For me it started with Martha Stewart Living and Real Simple magazines. The glossy spreads abound with plenty: stunning pictures of complex foodstuffs and homemade decorations set in perfectly organized and bedecked living spaces without a trace of dog hair or a hint of perspiration. The colorful covers call out to women standing in grocery aisles and rushing past newsstands. They promise that she can do it all—if she just tries a little harder, works a little smarter, or cares more for her family. And they don’t discriminate! Any woman, all women, working moms and stay-at-home moms too can be better at everything. But first we have to recognize that whatever we are doing now is not good enough.
If we buy the glossy magazine and take the advice of a very large and well-funded staff of professional and highly-paid designers, we too can be better women. The articles claim to provide miracle cures for disorganized closets, overbooked work weeks, wardrobe malfunctions, and healthy meals made at home.
But really they are just designed to make women feel bad about themselves. One glance at the article “7 Steps to a Clean Bathroom” and you’ll realize your germaphobia is justified; your bathroom isn’t really clean. Right next to that you’ll find an article titled “7 Flattering Dresses for Full-Figured Women” and you’ll think, hooray it’s finally cool to be full-figured except now that means everyone will notice that I’m wearing the wrong dress! We all know how this works, but we fall for it anyway. Because if I keep buying what they’re selling maybe one day we’ll finally learn how to fold those fitted sheets from Hell so they stack neatly in the closet. Yeah, right.
This is the phenomenon that I’ve recently started referring to as the monetization of motherhood. Although it applies to all women, I think mothers feel it the most. Working mothers experience the guilt of leaving their children to be cared for by people who are not their parents five days a week and the shame of not having the time to make cookies for the bake sale or hand stitch the perfect Halloween costume. Stay-at-home moms feel like, because home is their work, their homes and their children and they themselves must be perfectly coiffed at a moment’s notice seven days a week.
If our cupcakes don’t look like Martha’s, no one will want to eat them. If our houses are not decorated like something out of the Pottery Barn catalog, no one will want to visit. If our children are not wearing hats and scarves made by mommy, no one will play with them. What’s a gal to do?
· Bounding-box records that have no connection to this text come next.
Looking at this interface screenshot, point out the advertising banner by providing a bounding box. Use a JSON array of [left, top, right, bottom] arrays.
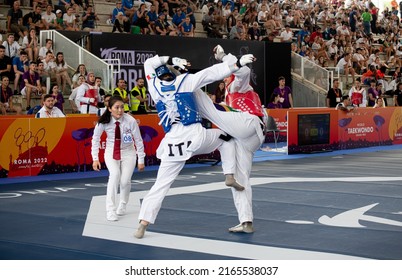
[[91, 33, 268, 103], [0, 114, 164, 178], [288, 107, 402, 154]]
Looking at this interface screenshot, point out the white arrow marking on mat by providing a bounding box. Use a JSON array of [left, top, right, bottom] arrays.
[[318, 203, 402, 227], [83, 177, 402, 260]]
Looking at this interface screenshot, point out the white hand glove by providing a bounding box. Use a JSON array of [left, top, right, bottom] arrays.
[[239, 54, 256, 66], [214, 45, 226, 61], [172, 57, 191, 70]]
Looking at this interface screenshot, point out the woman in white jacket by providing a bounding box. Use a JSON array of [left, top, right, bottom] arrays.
[[91, 96, 145, 221]]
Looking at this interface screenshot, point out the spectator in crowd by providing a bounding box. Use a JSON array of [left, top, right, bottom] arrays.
[[0, 45, 13, 79], [112, 12, 131, 33], [63, 7, 80, 31], [349, 79, 367, 107], [335, 95, 356, 112], [274, 76, 293, 109], [229, 20, 246, 40], [49, 84, 64, 112], [213, 81, 226, 104], [336, 53, 355, 85], [41, 51, 56, 78], [180, 16, 194, 37], [373, 97, 386, 108], [121, 0, 135, 22], [113, 79, 130, 113], [172, 7, 186, 30], [75, 72, 100, 114], [7, 1, 28, 38], [247, 21, 262, 41], [327, 79, 342, 108], [180, 1, 196, 30], [54, 52, 72, 92], [56, 10, 66, 30], [41, 4, 57, 30], [367, 79, 380, 107], [280, 25, 293, 42], [68, 74, 85, 114], [267, 93, 282, 109], [72, 64, 88, 88], [3, 33, 21, 59], [147, 4, 158, 31], [394, 82, 402, 107], [20, 61, 46, 111], [37, 61, 50, 88], [23, 5, 46, 33], [133, 3, 150, 34], [155, 12, 177, 36], [21, 28, 39, 61], [35, 94, 66, 118], [81, 5, 99, 31], [111, 0, 126, 24], [0, 76, 22, 115], [38, 39, 53, 60], [362, 8, 372, 36], [13, 51, 29, 94], [130, 78, 150, 114], [59, 0, 78, 14]]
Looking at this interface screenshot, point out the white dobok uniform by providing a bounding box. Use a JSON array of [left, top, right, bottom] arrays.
[[139, 56, 240, 223], [196, 54, 264, 223]]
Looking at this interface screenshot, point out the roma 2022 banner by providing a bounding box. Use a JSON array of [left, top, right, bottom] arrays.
[[0, 115, 164, 178]]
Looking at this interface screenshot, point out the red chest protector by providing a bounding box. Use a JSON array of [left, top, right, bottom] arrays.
[[226, 90, 264, 117]]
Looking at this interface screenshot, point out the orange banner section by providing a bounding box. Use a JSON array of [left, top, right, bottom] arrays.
[[287, 107, 402, 154], [0, 114, 164, 178]]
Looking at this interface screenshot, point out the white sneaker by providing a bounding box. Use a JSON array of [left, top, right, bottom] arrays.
[[134, 223, 147, 239], [116, 203, 126, 216], [229, 222, 254, 233], [106, 212, 119, 222]]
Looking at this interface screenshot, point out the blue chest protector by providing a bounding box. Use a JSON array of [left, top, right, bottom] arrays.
[[154, 74, 202, 133]]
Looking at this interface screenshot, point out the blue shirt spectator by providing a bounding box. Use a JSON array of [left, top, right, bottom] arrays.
[[112, 1, 126, 24]]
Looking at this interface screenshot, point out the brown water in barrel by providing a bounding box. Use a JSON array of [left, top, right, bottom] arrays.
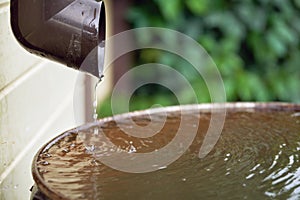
[[37, 112, 300, 199]]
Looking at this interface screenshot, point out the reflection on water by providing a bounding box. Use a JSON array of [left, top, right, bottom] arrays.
[[37, 112, 300, 199]]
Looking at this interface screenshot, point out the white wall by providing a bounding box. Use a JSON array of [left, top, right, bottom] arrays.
[[0, 0, 112, 200]]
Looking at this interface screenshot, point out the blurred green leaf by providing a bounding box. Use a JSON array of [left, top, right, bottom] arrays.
[[184, 0, 209, 15], [155, 0, 181, 20]]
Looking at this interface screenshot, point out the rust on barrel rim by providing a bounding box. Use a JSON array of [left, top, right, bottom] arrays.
[[32, 102, 300, 199]]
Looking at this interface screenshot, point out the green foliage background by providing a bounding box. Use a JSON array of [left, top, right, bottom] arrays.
[[100, 0, 300, 115]]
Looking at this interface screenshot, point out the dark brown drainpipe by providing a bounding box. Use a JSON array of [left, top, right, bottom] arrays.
[[11, 0, 105, 77]]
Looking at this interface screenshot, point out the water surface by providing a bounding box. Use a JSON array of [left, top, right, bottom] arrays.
[[37, 108, 300, 200]]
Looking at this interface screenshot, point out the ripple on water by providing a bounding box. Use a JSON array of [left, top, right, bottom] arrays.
[[36, 111, 300, 199]]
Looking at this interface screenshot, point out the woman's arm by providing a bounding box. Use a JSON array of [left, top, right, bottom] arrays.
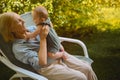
[[38, 25, 49, 66]]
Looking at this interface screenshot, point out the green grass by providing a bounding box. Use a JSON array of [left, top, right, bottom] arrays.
[[0, 31, 120, 80], [64, 31, 120, 80]]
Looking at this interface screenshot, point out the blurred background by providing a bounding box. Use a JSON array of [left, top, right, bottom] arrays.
[[0, 0, 120, 80]]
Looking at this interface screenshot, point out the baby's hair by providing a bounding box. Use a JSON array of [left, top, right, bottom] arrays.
[[33, 6, 48, 19]]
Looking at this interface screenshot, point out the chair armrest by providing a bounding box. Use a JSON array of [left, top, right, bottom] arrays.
[[0, 56, 48, 80], [59, 37, 89, 58]]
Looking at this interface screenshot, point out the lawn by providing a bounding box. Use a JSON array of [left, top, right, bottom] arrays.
[[0, 31, 120, 80]]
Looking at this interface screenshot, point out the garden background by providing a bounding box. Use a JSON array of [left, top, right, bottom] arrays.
[[0, 0, 120, 80]]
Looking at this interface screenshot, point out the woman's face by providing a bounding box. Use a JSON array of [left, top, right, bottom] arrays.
[[13, 14, 26, 34]]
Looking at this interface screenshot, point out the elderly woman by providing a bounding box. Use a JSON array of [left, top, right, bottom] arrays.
[[0, 12, 97, 80]]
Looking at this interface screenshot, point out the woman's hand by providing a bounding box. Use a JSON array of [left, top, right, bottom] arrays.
[[39, 25, 49, 39]]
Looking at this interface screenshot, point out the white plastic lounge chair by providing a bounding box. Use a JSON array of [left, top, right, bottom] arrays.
[[0, 12, 93, 80]]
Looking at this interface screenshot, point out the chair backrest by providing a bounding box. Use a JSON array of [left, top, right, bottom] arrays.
[[21, 12, 35, 27], [0, 35, 37, 73]]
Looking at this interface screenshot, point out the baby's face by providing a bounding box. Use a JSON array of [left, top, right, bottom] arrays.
[[32, 12, 41, 25]]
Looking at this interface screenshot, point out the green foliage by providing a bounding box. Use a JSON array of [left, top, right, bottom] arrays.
[[0, 0, 120, 37]]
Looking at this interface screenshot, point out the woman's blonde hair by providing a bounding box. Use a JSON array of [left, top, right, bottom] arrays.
[[0, 12, 16, 42], [33, 6, 48, 19]]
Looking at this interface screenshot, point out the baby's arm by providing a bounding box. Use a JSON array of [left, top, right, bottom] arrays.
[[26, 26, 42, 40], [48, 52, 64, 59]]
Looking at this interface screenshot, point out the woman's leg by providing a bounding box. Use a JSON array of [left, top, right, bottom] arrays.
[[39, 62, 87, 80], [64, 52, 98, 80]]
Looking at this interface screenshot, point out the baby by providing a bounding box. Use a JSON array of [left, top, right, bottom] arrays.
[[27, 6, 64, 59]]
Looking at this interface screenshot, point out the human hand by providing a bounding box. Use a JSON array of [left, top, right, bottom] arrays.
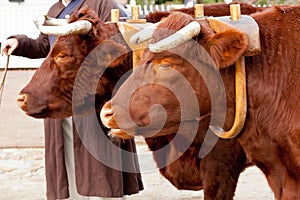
[[1, 38, 19, 56]]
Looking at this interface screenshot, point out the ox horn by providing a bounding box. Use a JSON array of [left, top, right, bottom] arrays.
[[209, 56, 247, 139], [44, 15, 68, 26], [149, 21, 201, 53], [34, 20, 92, 36], [130, 22, 161, 44]]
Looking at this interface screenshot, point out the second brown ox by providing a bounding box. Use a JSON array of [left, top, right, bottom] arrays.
[[101, 6, 300, 199]]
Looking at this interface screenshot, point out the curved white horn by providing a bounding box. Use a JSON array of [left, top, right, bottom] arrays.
[[149, 21, 201, 53], [44, 15, 68, 26], [130, 22, 161, 44], [34, 20, 92, 36]]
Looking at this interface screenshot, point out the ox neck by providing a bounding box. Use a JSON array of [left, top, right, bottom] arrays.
[[62, 0, 72, 6]]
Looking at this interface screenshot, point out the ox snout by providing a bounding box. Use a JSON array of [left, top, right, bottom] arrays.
[[100, 101, 133, 139]]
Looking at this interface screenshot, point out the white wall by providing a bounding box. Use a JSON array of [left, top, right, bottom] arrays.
[[0, 0, 57, 68]]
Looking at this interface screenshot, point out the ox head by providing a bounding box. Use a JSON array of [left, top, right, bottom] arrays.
[[18, 7, 131, 118], [101, 13, 248, 138]]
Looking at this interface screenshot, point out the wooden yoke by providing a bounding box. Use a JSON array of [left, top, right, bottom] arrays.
[[208, 4, 261, 139], [109, 6, 147, 68]]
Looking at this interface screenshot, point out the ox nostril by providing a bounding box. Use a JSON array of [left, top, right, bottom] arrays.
[[17, 94, 27, 109], [100, 103, 114, 128]]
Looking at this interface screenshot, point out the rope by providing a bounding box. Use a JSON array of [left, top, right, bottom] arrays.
[[0, 56, 9, 106]]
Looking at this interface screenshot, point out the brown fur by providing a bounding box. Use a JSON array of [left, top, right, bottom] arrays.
[[20, 7, 132, 118], [105, 6, 300, 200]]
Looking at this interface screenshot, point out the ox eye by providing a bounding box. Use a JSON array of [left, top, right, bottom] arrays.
[[157, 64, 171, 70], [55, 54, 69, 63]]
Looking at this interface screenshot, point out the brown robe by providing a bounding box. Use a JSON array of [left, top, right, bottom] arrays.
[[12, 0, 143, 200]]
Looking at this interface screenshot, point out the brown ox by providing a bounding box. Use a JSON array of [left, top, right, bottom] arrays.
[[18, 5, 258, 200], [101, 6, 300, 199], [18, 7, 132, 118]]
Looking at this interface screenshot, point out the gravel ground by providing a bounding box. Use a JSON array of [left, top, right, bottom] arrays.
[[0, 144, 274, 200]]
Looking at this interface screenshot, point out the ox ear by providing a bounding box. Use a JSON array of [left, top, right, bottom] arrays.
[[209, 30, 248, 68], [98, 40, 128, 68]]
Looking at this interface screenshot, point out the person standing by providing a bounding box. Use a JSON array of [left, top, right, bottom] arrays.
[[1, 0, 143, 200]]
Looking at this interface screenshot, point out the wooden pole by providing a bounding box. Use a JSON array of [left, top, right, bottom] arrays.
[[126, 6, 146, 23], [230, 4, 241, 21], [110, 9, 119, 22]]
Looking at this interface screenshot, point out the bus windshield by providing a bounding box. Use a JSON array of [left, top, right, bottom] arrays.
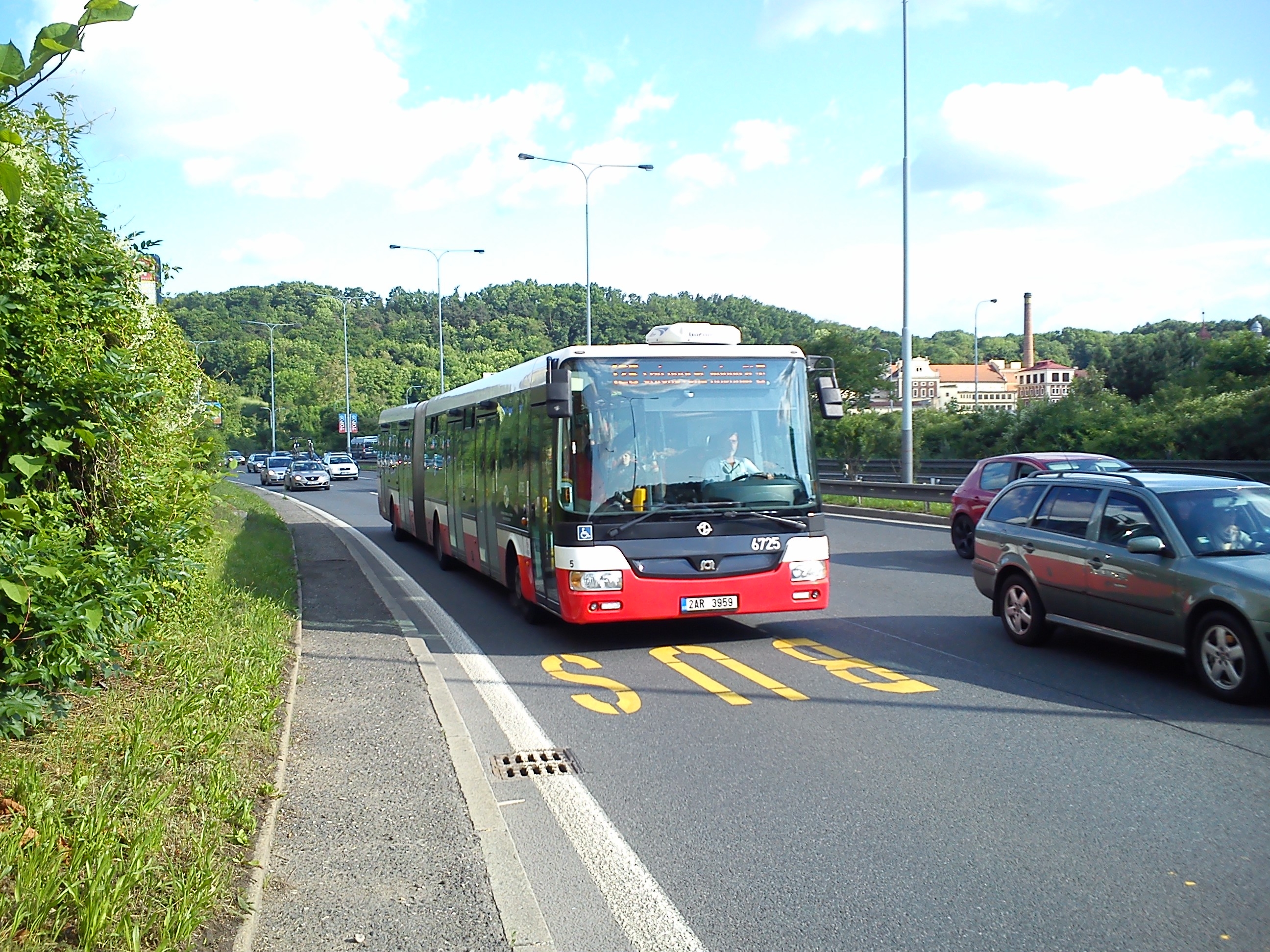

Personally, I do my best to resist these feelings of inadequacy. I haven’t touched an issue of Real Simple in years. I indulge myself in the Halloween issue of Martha Steward Living, but I almost never follow a recipe or complete a craft project because, seriously Martha, WTF is up with the individually wrapped pie slices?
It’s easy to shrug this off as a joke. But I’ve known too many smart women who fall for this crap to not take it seriously. Too many women think they are not doing enough for their families (and for themselves now too because if we’re doing everything else the magazines say we’re meant to but we’re not taking time for “self-love” and “self-care,” then we’re still screwing up). Beyond the insane personal feelings of defectiveness, we arrive at an even bigger problem: this cultural trend makes women turn against other women.
It’s just a hop, skip, and jump from “I’m not doing enough” to “Of course she has time to bake for the bake sale. She just sits at home all day with her kids.” And so the “Mommy Wars” rage on.
Maybe this is all obvious, commonplace culture stuff now. But I’m angry about it. I’m angry because this “mommy wars” thing is not something that men, society, media, or culture are doing to women. This is something we are doing to ourselves and to each other. And that makes no sense for two reasons.
- The media is targeting us all equally. The message is clear. If you have a uterus, you’re not working hard enough either at home or at work.
- We all want the same thing. We want raising children to be recognized as “a real job.”